NEW YORK, March 3 (Reuters) – U.S. Treasuries fell on
Thursday as jobless claims data raised expectations of an
improving labor market in coming months, driving a stock rally
that drew investors out of safe-haven government debt.

New claims for jobless benefits fell to a more than
2-1/2-year low of 368,000 last week, a level typically
associated with faster job creation.
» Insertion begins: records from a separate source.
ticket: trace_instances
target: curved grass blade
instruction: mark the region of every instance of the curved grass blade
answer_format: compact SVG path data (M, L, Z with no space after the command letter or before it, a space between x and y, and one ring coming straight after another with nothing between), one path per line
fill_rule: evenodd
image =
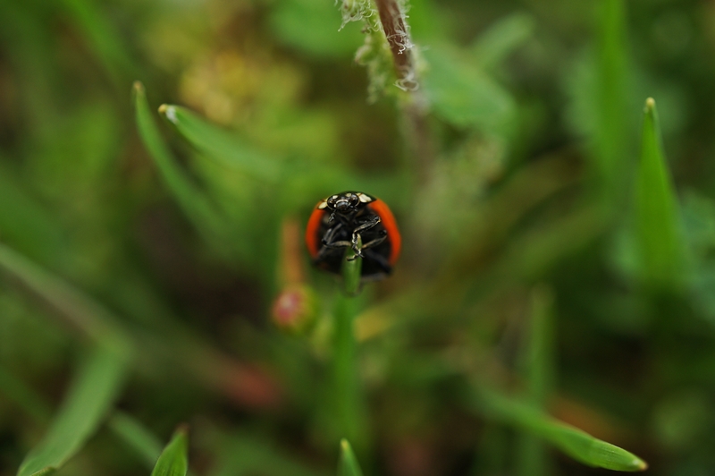
M134 83L134 102L141 140L179 206L209 241L214 241L216 235L223 235L227 231L224 220L176 165L151 117L144 86L139 81Z
M189 471L189 429L179 427L164 448L151 476L186 476Z
M133 349L129 336L118 320L97 302L3 244L0 244L0 270L49 303L96 344L111 347L126 360L130 359Z
M202 437L199 437L202 438ZM210 476L325 476L294 459L274 443L255 434L225 434L211 430L204 434L201 446L215 448L215 464Z
M80 367L57 416L40 443L25 457L18 476L50 474L62 467L97 430L116 400L127 361L100 346Z
M199 152L264 180L275 181L279 177L280 164L273 157L251 149L228 131L204 121L189 109L164 104L159 114Z
M492 390L475 389L472 404L485 418L543 438L584 464L622 472L648 468L648 464L635 455Z
M635 181L635 234L642 278L655 286L677 286L683 277L685 248L677 220L677 199L652 98L645 101L644 109L641 160Z
M536 21L531 15L512 13L482 33L470 48L482 68L492 69L525 45L535 30Z
M358 458L347 439L341 440L341 460L338 463L338 476L363 476Z

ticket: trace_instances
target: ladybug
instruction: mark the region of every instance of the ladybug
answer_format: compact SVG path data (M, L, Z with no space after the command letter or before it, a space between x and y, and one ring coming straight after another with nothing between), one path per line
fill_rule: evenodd
M391 273L401 242L385 202L362 191L343 191L321 200L306 228L306 244L315 266L341 275L345 249L352 248L354 258L363 259L361 277L366 281Z

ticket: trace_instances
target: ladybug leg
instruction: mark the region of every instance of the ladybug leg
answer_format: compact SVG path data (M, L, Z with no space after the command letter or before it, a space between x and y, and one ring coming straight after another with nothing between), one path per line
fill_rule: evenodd
M365 254L366 254L370 259L374 261L385 274L390 275L392 273L392 267L384 256L381 255L380 253L376 253L372 250L366 250Z
M352 251L355 251L355 255L350 257L350 258L349 258L348 259L349 260L352 261L352 260L356 259L358 256L360 258L365 258L365 255L363 254L362 250L364 248L366 248L366 245L363 245L362 247L358 247L358 242L360 240L360 232L363 232L365 230L369 230L370 228L372 228L373 226L374 226L378 223L380 223L380 217L377 217L375 215L374 217L372 217L370 218L370 221L362 224L361 225L358 226L357 228L355 228L352 231L352 240L350 242L350 248L352 248ZM383 239L384 240L384 237ZM373 241L374 241L374 240L373 240ZM372 242L370 242L370 243L372 243ZM374 246L374 245L372 244L371 246Z
M380 232L380 236L378 236L377 238L375 238L371 242L367 242L366 244L363 245L361 250L366 250L367 248L374 248L378 244L384 242L386 238L387 238L387 230L382 230Z
M319 257L322 257L323 254L327 250L337 250L341 248L349 248L350 246L352 246L352 243L348 241L342 241L342 242L332 241L333 237L335 236L335 234L341 229L341 226L342 224L339 223L338 225L336 225L332 228L330 228L327 232L325 232L325 236L324 236L323 240L321 240L321 242L323 243L323 249L321 249L320 251Z

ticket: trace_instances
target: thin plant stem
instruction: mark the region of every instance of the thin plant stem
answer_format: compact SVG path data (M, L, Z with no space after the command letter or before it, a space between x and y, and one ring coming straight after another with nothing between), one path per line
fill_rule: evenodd
M359 453L366 446L366 418L358 375L358 348L355 339L362 259L358 257L349 259L354 256L354 251L349 249L342 265L344 290L339 293L335 303L335 347L332 364L335 422L341 437L351 441Z

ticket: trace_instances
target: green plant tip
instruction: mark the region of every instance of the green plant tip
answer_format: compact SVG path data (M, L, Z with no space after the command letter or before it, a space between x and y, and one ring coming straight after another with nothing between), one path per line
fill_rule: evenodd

A decline in oil prices
also drove investors’ risk appetite.

“The risk trade is back on, and bonds are focused on the
economy’s fundamentals,” said Jason Weiner, portfolio manager
of the Marshall Aggregate Bond Fund in Atlanta, Georgia.

“The claims data was very strong and supplanted fears about
the Middle East and oil prices,” he said.

The jobless claims data comes a day ahead of the U.S.
government’s closely watched monthly payrolls report.

Technicals reinforced the move because stocks were
“oversold” and bonds “overbought” at the end of February,
Weiner added.

The U.S. 10-year note yield (US10YT=RR: Quote, Profile, Research) hovered at support
at 3.56 percent while the five-year note (US5YT=RR: Quote, Profile, Research) yield moved
through support at 2.26 percent to 2.29 percent.

“Longer-term Treasury yields will move higher because
fundamentals support the idea of 4 percent GDP growth in 2011,
and that should push bond yields higher, maybe a percent or
more higher on the 10-year note yield,” Weiner said.

David Ader, head of government bond strategy at CRT Capital
Group in Stamford, Connecticut, said the bond market focused on
“the consistency with which the labor market is improving
across many, if not most measures.

“This raises the stakes for a big gain…sometime…in the
monthly (U.S. non-farm payrolls) series.”

The median forecast of a Reuters poll is for U.S. non-farm
payroll growth of 185,000 in February, up from 36,000 new jobs
in January.

The Institute for Supply Management’s non-manufacturing
index released on Thursday showed that sector of the U.S.
economy expanded in February.

The market focused on the report’s employment index, which,
according to Goldman Sachs economists, suggested that labor
market fundamentals “continue to improve.

“We continue to see some upside risk to our 200,000
forecast for the increase in nonfarm payrolls in tomorrow’s
employment report,” the Goldman economists said.

With the weekly unemployment claims “diving lower, there
must be a lot of new jobs getting created out there and payroll
jobs are the one number that can really turn the markets upside
down and spin expectations 180 degrees,” said Chris Rupkey,
chief financial economist at Bank of Tokyo/Mitsubishi UFJ.

January payroll growth was hurt by snowstorms, and the
market is bracing for a “well-advertised big jump in payroll
jobs in February,” Rupkey added, noting that job growth totaled
705,000 the month after the blizzard of 1996.

“A 300,000 monthly payroll jobs number is not impossible
tomorrow,” he said.

The New York Fed bought $7.240 billion in Treasury coupons
with maturities ranging from May 15, 2018, to Feb. 15, 2021, as
part of its ongoing program to spur economic growth.

The U.S. Treasury said it would sell $32 billion in
three-year notes, $21 billion in nine-year 11-month notes, and
$13 billion in 29-year 11-month bonds on Tuesday, Wednesday and
Thursday of the coming week.

Prices of two-year notes (US2YT=RR: Quote, Profile, Research) fell 3/32, their yields
rising to 0.75 percent from at 0.70 percent on Wednesday.